As many as 35,000 people visit NorDx Labs every month, generating 50,000 orders and more than 1 million test results. Those results are stored in data silos, ready for use by the Scarborough, Maine-based independent clinical laboratory’s long list of healthcare clients.
Until last year, however, data from disparate silos couldn’t be extracted and combined that easily. Denis Rochette, the company’s IT director, said a customer looking for lab information as well as financial data would have a pay a considerable fee and wait a while for NorDx to manually compile the data into one report.
“The two (databases) didn’t talk to each other,” he said. “And when every application has its own database, that’s a lot of information.”
Because NorDx’s customers were beginning to ask for more complex reports, the company turned to InforSense, a Cambridge, Mass.-based provider of business intelligence platforms, to develop a platform that would allow the lab to merge and analyze data from multiple sources.
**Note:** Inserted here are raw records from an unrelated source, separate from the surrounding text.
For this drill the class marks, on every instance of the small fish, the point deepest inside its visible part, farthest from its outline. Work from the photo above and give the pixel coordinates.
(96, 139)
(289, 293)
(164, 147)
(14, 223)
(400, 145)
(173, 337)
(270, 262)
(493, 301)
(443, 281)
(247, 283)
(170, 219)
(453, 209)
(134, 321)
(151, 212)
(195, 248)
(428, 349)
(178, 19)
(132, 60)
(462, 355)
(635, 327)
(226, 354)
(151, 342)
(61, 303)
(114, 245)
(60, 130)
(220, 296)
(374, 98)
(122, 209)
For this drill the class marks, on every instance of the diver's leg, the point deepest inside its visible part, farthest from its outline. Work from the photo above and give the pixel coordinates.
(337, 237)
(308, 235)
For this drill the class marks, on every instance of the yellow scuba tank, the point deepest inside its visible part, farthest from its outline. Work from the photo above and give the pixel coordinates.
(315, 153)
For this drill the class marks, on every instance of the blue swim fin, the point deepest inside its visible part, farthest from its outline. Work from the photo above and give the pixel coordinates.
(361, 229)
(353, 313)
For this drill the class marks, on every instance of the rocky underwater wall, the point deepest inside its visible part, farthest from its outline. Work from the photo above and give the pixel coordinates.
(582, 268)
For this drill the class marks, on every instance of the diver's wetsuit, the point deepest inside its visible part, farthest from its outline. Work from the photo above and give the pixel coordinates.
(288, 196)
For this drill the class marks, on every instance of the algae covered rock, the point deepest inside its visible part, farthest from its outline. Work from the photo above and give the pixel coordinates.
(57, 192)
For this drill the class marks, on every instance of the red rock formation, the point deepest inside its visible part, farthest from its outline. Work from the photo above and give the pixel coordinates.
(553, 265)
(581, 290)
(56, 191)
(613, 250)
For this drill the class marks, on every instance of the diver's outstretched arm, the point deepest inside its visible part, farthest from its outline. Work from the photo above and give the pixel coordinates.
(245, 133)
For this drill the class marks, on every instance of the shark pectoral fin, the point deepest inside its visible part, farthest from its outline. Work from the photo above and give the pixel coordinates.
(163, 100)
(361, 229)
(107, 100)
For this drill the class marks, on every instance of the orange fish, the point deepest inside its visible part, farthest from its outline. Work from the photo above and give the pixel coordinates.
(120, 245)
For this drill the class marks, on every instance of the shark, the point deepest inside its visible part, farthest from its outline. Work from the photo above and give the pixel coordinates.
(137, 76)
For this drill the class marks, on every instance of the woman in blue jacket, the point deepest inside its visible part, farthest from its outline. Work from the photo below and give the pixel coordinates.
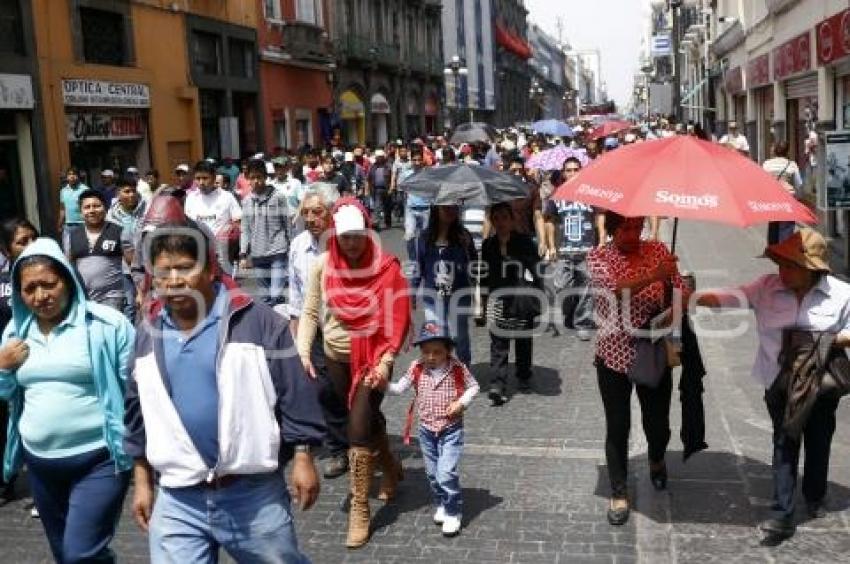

The new platform allows NorDx to provide real-time clinical and billing reports for healthcare providers, insurance companies and other customers, allowing the lab to maximize its revenue stream, develop interactive reports and provide customers with more complete information. Those capabilities are particularly helpful as NorDx participates in Health InfoNet, Maine’s pilot health information exchange.
“Sharing data is a part of everyone’s future in healthcare,” said Rochette.
The NorDx deal is InforSense’s first with a laboratory, and marks its continued push into the healthcare sector. The company has attended the Healthcare Information and Management Systems Society (HIMSS) show the past two years and is working with Boston’s Dana Farber Cancer Institute, the Children’s Hospital of Philadelphia and Water Reed Army Medical Center, among others.
Simon Beaulah, the company’s senior marketing manager, says InforSense started in the pharmaceutical industry, but is moving toward healthcare as that industry moves toward personalized medicine.
“It’s very much around providing fast answers to the complex questions,” he said. “Most reporting tools aren’t that complex, but they do get complicated when you bring together databases.”
Beaulah sees business intelligence software as “the future of personalized medicine.” By providing platforms for healthcare providers to mine and compare data, he said, providers can more easily affect clinical decisions, as well as identify problems before they occur. On the payer side, he said, BI platforms can be used to develop treatment programs for chronic diseases like diabetes.
“It’s a way of identifying best practices and rolling them out more widely,” he said.
Last December, InforSense software was integrated into Alzheimer’s disease studies in the United Kingdom to help develop early diagnostic tools and personalized treatments for mental health researchers. The software was used by the National Institute for Health Research Biomedical Research Centre for Mental Health at the South London and Maudsley National Health Service Foundation Trust, which is working with the Institute of Psychiatry at King’s College London.
“Our research centers on understanding the molecular and cellular events that take place in the brain in Alzheimer’s disease and in particular we are working on blood based biomarkers to aid early diagnosis,” said Simon Lovestone, Professor of Old Age Psychiatry at King’s College London and Director of the Biomedical Research Centre for Mental Health, in a press release supplied by InforSense. “The translational solutions that InforSense provides will enable us to have an integrated data set under a common system that informaticians, researchers and clinicians can all use to access and analyze data. This will result in improved data sharing and removal of access bottlenecks, speeding up the speed and accuracy of novel biomarker identification.”